One of the big debates that arises between writers is the issue of whether or not to plot — sometimes characterized as “plotting” vs. “pantsing” (writing by the seat of the pants). George R. R. Martin has referred to it as “architect” — creating detailed blueprints before starting work — vs. “gardener” — plant some seeds and see what grows — writing. Either way, it mostly comes down to whether a writer plans ahead, creating an outline before doing the actual writing, or just writes the story as it comes. There are pros and cons to both approaches.
There can be a lot of spontaneity with “pantsing,” since the discovery process happens during the writing. Following threads of a story as they arise can help a writer avoid a formulaic plot. A lot of pantsers feel like they would waste the sense of fun and discovery of the writing process if they used it on the outline instead of on the book itself.
On the other hand, this writing process may require a lot of revision and rewriting.
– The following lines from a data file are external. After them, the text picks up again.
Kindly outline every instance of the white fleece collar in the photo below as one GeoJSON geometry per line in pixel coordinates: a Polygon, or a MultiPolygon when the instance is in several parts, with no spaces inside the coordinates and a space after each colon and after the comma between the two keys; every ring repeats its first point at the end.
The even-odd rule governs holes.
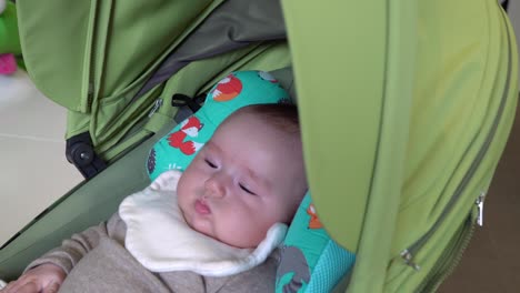
{"type": "Polygon", "coordinates": [[[282,223],[272,225],[256,250],[237,249],[194,231],[177,205],[180,175],[167,171],[119,205],[127,224],[127,250],[148,270],[232,275],[262,263],[283,241],[287,225],[282,223]]]}

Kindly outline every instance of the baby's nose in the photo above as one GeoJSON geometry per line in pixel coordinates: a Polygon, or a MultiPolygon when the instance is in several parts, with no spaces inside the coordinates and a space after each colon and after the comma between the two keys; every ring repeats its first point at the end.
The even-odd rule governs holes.
{"type": "Polygon", "coordinates": [[[223,198],[226,195],[226,185],[218,176],[212,176],[204,182],[207,195],[223,198]]]}

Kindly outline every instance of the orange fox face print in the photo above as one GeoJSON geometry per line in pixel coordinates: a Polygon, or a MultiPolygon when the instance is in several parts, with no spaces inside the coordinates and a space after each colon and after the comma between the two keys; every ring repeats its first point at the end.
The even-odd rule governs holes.
{"type": "Polygon", "coordinates": [[[218,102],[226,102],[234,99],[241,91],[242,82],[233,74],[229,74],[217,84],[211,95],[218,102]]]}
{"type": "Polygon", "coordinates": [[[172,132],[168,137],[169,144],[172,148],[179,149],[184,154],[190,155],[196,153],[202,148],[203,143],[191,141],[191,139],[199,135],[199,131],[203,125],[197,117],[190,117],[182,121],[179,131],[172,132]]]}
{"type": "Polygon", "coordinates": [[[309,208],[307,209],[307,213],[311,216],[309,221],[309,229],[320,229],[323,228],[323,225],[320,222],[320,219],[318,219],[318,215],[316,214],[316,209],[314,204],[310,204],[309,208]]]}

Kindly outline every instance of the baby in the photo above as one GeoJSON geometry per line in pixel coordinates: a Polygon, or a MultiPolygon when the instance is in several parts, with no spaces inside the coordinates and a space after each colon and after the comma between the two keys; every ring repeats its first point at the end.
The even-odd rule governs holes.
{"type": "MultiPolygon", "coordinates": [[[[248,262],[259,250],[267,256],[253,265],[239,265],[247,270],[231,273],[201,273],[214,262],[228,263],[218,262],[220,259],[204,259],[203,264],[189,266],[193,270],[170,270],[177,264],[168,257],[170,252],[176,254],[176,245],[183,245],[182,239],[176,239],[177,230],[161,230],[161,220],[148,223],[147,230],[167,234],[176,245],[154,243],[148,232],[139,234],[132,216],[122,213],[129,198],[140,199],[131,195],[107,223],[66,240],[62,246],[32,262],[1,292],[57,292],[60,286],[63,292],[272,292],[278,261],[273,247],[279,240],[272,241],[270,233],[279,223],[290,223],[308,189],[296,107],[262,104],[236,111],[182,174],[168,172],[147,190],[160,189],[166,179],[173,184],[168,199],[177,199],[177,204],[168,210],[179,211],[179,231],[184,231],[184,225],[197,234],[197,241],[188,244],[189,253],[211,243],[209,246],[218,247],[210,253],[213,259],[229,254],[248,262]],[[177,196],[171,196],[174,193],[177,196]],[[147,235],[152,252],[139,251],[139,242],[147,235]],[[138,242],[132,242],[132,250],[130,240],[138,242]],[[161,252],[158,265],[153,261],[157,251],[161,252]],[[164,262],[169,266],[163,266],[164,262]]],[[[144,195],[141,198],[153,198],[144,195]]],[[[168,211],[163,214],[169,219],[168,211]]]]}

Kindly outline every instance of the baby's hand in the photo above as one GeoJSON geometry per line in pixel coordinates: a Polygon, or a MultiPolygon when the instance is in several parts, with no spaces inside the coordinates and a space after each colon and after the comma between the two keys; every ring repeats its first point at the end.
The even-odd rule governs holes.
{"type": "Polygon", "coordinates": [[[17,281],[10,282],[1,293],[56,293],[66,279],[66,273],[54,264],[46,263],[27,271],[17,281]]]}

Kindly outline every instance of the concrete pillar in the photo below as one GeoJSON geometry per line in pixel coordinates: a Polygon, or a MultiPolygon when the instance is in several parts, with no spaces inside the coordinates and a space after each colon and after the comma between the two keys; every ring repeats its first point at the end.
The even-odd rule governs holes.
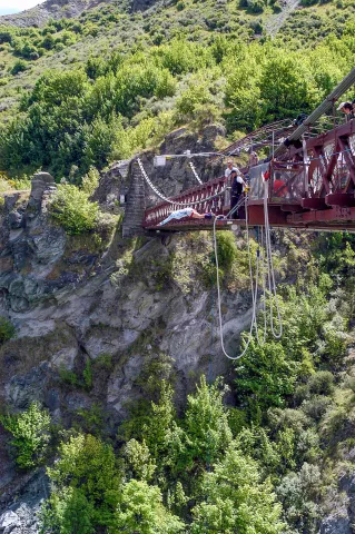
{"type": "Polygon", "coordinates": [[[146,209],[145,179],[136,160],[130,164],[129,189],[122,224],[122,237],[135,237],[145,234],[142,220],[146,209]]]}

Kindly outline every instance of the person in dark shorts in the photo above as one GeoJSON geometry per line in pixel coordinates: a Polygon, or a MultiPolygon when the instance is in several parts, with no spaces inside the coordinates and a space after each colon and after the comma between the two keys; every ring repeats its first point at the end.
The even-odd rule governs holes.
{"type": "MultiPolygon", "coordinates": [[[[231,210],[237,206],[241,196],[244,195],[246,182],[236,170],[233,170],[230,172],[230,181],[231,181],[231,190],[230,190],[230,210],[231,210]]],[[[233,214],[233,218],[234,219],[245,218],[244,206],[241,206],[239,209],[237,209],[237,211],[233,214]]]]}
Discoveries made later in the book require changes earlier in the book to set them up properly, and plot threads that ended up going nowhere need to be trimmed. Writers who write this way need to pay a lot of attention to continuity to make sure all those drafts still fit together and that everything is consistent. Because of this, it may take longer to write books this way.
On the plotting side, there can be an advantage in figuring out how the plot works before the draft is written. Some writers who do extensive plotting may only write one draft and then proofread it. They’ve done all the discovery process in their outline, so the draft only requires the outline to be fleshed out, and that can mean faster production. Being a plotter also helps when you reach the level in your career when you can sell on proposal. You can write a synopsis of a book and sell the book before you write it. Pantsers can really struggle with this.
On the con side of things, plotting can lead to reduced enthusiasm for a project if the fun part is figuring out what happens. Sometimes, the plot doesn’t work once you start writing, and trying to stick to a planned outline only gets you sidetracked. The outline is what you come up with before you’re really immersed, and if you’re coming up with an outline based on story structure, there’s a chance that your story will come across as more “rote” and won’t really let your characters breathe.
Which is best? The one that allows you to complete a book and make it good. Different people work in different ways. It’s worth trying both approaches and seeing what works for you, and that may change over the course of your career. You may need to plot in your early books as you figure out how a story works, and then you may be able to start pantsing because you’ve internalized that and have done your plotting in your head. Or you may start as a pantser until you figure out your patterns, and from there you may be able to plot first. There’s also a lot of middle ground. The plotting may be just the general turning points, and you improvise from there. You may just know the beginning and the ending when you start. You may outline a few scenes ahead of where you are but without outlining the whole book to begin with. Some books may require more careful plotting than others. If you’re stuck on a project, you might want to try switching approaches. If you’re a plotter and are struggling to write the book you outlined, try throwing out your outline and seeing where the story takes you. If you’re a pantser and don’t know where to go next, try outlining.
If someone tries to tell you that the way they write makes them a “real” writer or a better writer, smile and nod and go about doing it the way that works for you.